Nello specifico ambito dei Conservatori l'istituzione della Scuola media obbligatoria sancì contestualmente, nell'art. 16 della legge, l'istituzione della Scuola media annessa ai Conservatori. Questo provvedimento si rivelò immediatamente di grande rilievo, nel bene e nel male, per lo sviluppo dei Conservatori. Vediamone le conseguenze sotto diversi aspetti.
Innanzitutto esso segnò l'inizio di un percorso di studi che prevedeva una formazione culturale e generale ampia e solida anche per il musicista. Su questa impostazione sembrava che si fosse abbastanza concordi, ma invece ben presto cominciarono a manifestarsi due pericolose posizioni polemiche. La prima nasceva dalla convinzione che il musicista, inteso soprattutto come esecutore e, in particolare, come strumentista d'orchestra, dovesse quasi esclusivamente curare la sua abilità tecnica e che questa non avesse nulla a che fare con la formazione culturale generale. Il fine dell'esecutore doveva essere quello di divenire a sua volta il docile strumento in grado di porre in atto ciò che gli venisse richiesto da una volontà superiore, fosse quella del compositore o del direttore d'orchestra. Si privilegiava così l'atto artigianale, il lavoro di "bottega" di tradizione italiana, medievale e rinascimentale, rispetto allo sviluppo della personalità e alla presa di coscienza individuale.

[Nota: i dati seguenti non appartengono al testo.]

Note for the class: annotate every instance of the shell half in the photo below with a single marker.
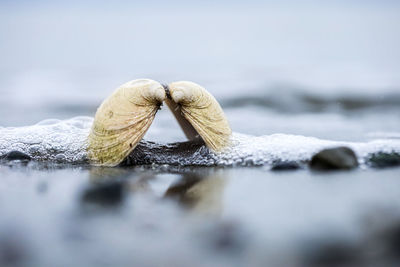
(199, 114)
(122, 120)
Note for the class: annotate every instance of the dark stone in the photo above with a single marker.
(285, 166)
(330, 252)
(338, 158)
(384, 160)
(104, 194)
(15, 155)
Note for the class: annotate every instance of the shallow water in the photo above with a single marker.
(293, 78)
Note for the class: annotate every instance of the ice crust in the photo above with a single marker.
(64, 141)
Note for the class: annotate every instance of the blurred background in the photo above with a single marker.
(325, 69)
(329, 70)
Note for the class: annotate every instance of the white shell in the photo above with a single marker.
(122, 120)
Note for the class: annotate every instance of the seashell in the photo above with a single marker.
(122, 120)
(198, 114)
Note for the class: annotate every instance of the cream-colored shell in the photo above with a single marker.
(199, 114)
(122, 120)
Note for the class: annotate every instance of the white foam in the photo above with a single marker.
(65, 141)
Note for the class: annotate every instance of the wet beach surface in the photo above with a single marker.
(157, 215)
(293, 80)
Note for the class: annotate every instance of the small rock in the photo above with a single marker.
(285, 166)
(105, 194)
(384, 160)
(338, 158)
(15, 155)
(331, 252)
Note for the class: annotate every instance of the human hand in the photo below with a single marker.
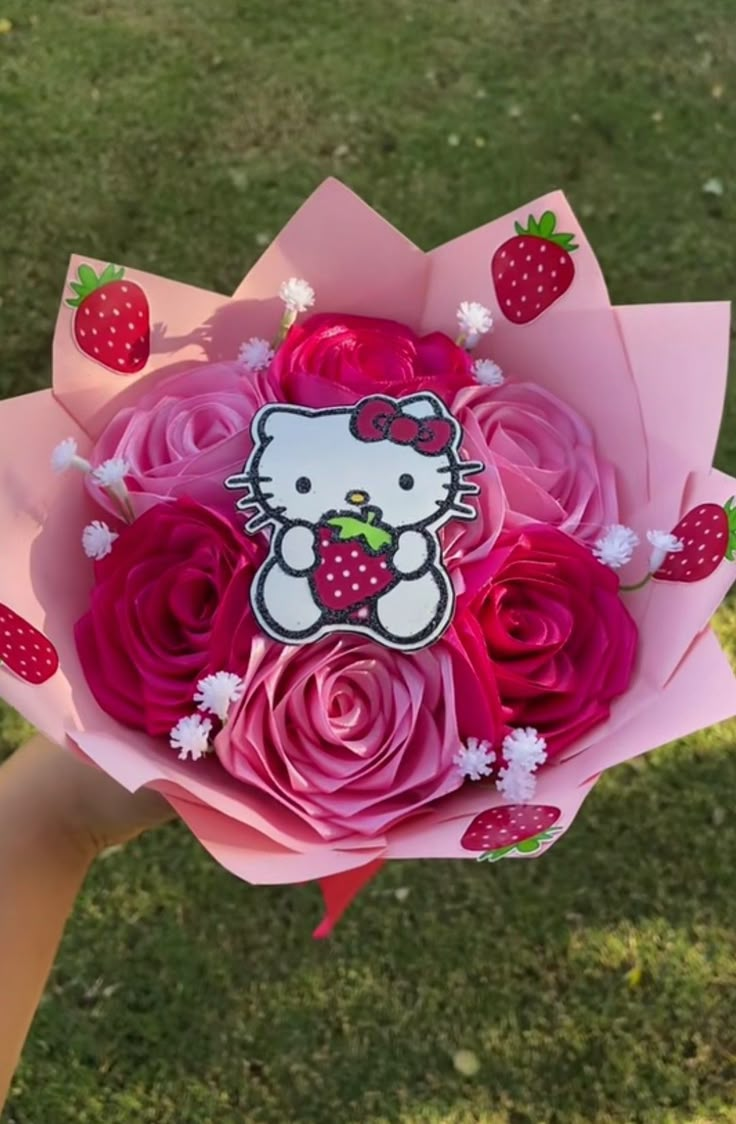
(84, 805)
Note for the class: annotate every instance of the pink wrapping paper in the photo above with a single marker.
(650, 380)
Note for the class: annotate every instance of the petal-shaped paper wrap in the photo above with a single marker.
(650, 382)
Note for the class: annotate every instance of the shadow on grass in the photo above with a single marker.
(591, 985)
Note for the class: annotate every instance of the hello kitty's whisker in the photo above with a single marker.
(463, 510)
(257, 523)
(246, 501)
(245, 480)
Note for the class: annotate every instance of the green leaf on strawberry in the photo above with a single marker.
(545, 228)
(729, 508)
(351, 526)
(525, 846)
(88, 281)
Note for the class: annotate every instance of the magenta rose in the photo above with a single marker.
(337, 360)
(353, 736)
(185, 435)
(545, 456)
(147, 635)
(556, 631)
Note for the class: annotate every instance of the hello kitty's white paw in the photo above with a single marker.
(412, 552)
(297, 549)
(416, 610)
(284, 605)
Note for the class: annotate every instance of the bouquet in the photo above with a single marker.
(388, 555)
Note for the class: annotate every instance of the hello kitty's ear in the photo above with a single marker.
(278, 423)
(425, 405)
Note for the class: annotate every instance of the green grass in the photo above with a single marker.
(593, 986)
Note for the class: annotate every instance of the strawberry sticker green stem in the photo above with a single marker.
(351, 526)
(526, 846)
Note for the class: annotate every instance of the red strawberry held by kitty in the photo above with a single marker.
(111, 319)
(708, 535)
(354, 562)
(24, 650)
(510, 828)
(532, 270)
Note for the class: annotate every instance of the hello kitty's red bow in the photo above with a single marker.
(381, 419)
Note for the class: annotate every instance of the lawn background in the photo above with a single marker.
(178, 136)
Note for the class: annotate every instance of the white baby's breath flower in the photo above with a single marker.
(217, 692)
(474, 320)
(616, 545)
(65, 455)
(474, 759)
(488, 372)
(525, 749)
(97, 540)
(663, 543)
(297, 295)
(255, 354)
(191, 736)
(517, 785)
(111, 472)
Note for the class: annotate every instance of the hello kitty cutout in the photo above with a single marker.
(355, 496)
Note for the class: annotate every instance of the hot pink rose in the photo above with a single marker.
(556, 631)
(147, 635)
(336, 360)
(353, 736)
(185, 435)
(545, 455)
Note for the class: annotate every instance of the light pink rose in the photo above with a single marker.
(545, 456)
(185, 435)
(353, 736)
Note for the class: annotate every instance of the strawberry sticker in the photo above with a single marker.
(24, 650)
(111, 319)
(514, 828)
(706, 535)
(353, 564)
(532, 270)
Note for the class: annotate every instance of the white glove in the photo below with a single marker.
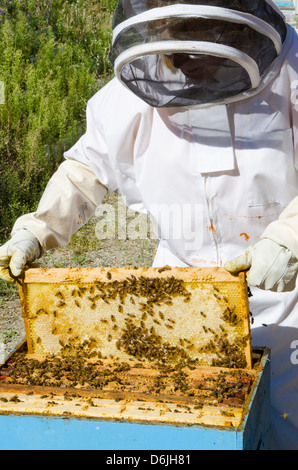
(21, 249)
(271, 266)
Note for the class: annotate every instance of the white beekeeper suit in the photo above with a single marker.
(208, 140)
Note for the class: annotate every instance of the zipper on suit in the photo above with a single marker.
(212, 227)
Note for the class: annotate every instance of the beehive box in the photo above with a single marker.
(41, 418)
(162, 348)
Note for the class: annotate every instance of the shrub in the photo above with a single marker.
(54, 57)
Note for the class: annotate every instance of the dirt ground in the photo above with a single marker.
(85, 250)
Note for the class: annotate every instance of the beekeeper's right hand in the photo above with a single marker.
(23, 248)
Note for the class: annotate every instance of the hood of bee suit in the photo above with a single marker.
(187, 53)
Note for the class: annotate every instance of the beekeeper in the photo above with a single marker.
(201, 118)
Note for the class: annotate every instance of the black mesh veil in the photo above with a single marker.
(194, 52)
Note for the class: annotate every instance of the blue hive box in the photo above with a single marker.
(23, 426)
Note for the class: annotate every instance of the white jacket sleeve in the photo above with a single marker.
(68, 202)
(284, 230)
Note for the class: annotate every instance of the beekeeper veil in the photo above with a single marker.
(194, 52)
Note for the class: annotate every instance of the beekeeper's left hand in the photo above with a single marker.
(23, 248)
(271, 266)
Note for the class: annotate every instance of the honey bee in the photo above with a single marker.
(60, 295)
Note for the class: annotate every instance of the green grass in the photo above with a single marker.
(54, 57)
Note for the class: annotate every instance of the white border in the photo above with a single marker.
(202, 11)
(189, 47)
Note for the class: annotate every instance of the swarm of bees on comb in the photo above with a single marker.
(136, 334)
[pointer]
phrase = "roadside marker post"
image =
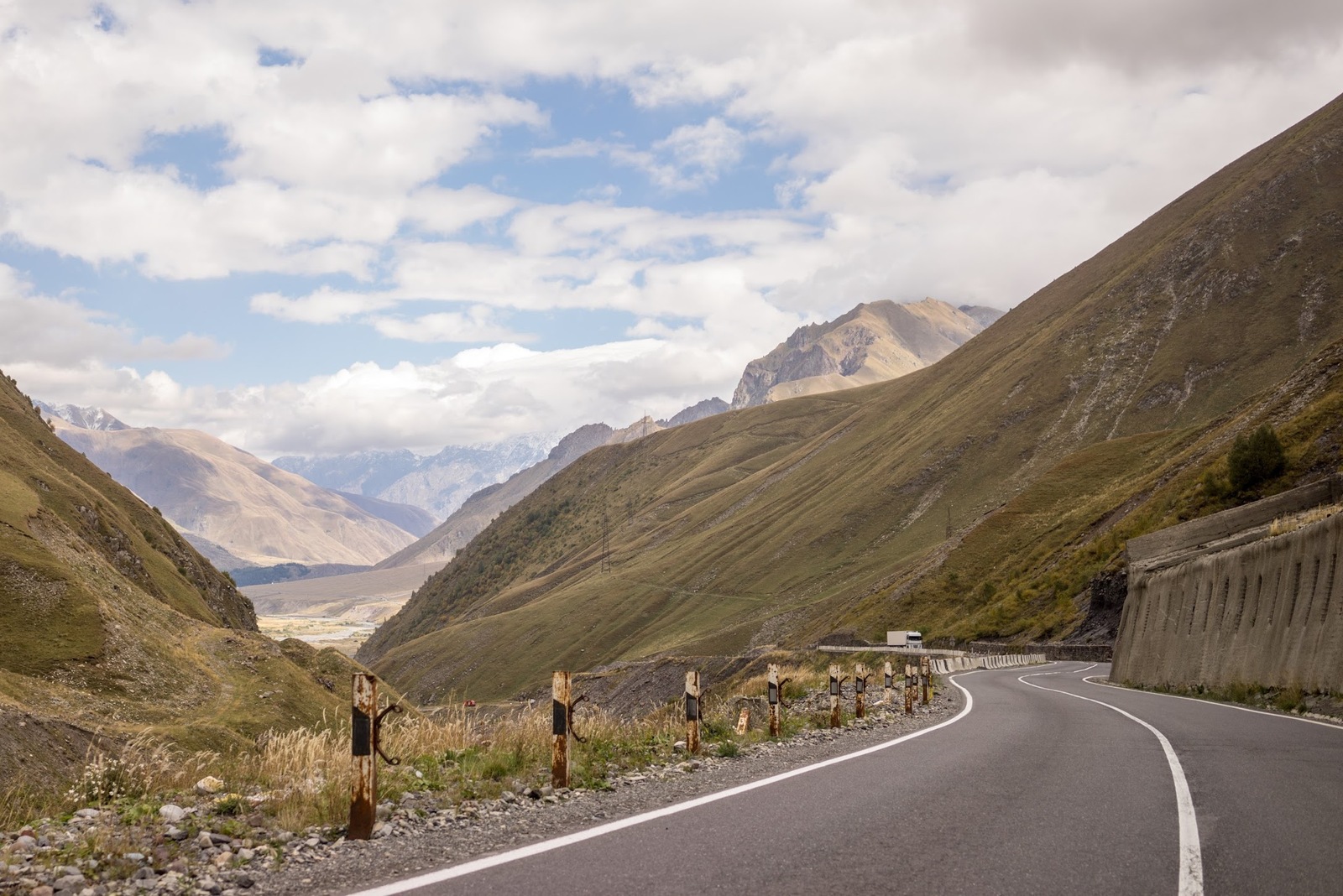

La seconda aveva origine dalla reazione alla vecchia impostazione intellettualistica, che considerava la musica, come l'arte in generale, un'attività in qualche modo di secondo piano, dominata soprattutto dal sentimento e rivelata dall'intuizione sensibile. Reagendo a questa concezione si ribaltava la subordinazione della musica rivendicando non solo il valore assoluto dell'arte e la sua superiorità, ma anche una posizione che si potrebbe chiamare autarchica, che tagliava i rapporti con gli altri campi della cultura ritenendoli, ai suoi fini, superflui. L'arte, e la musica in particolare, emarginata dalla cultura per la sua presunta subordinazione, veniva così emarginata per la sua presunta superiorità. Queste due posizioni costituiscono il tema ricorrente di tante polemiche di ieri, di oggi e certamente anche di domani.
Ma dall'istituzione della Media annessa prese l'aire un fermento di progetti innovativi che dovevano condurre alla riforma dell'istruzione musicale e che ebbe il suo punto di forza nei decreti delegati del 1974 e in particolare nel decreto 419 sulla sperimentazione.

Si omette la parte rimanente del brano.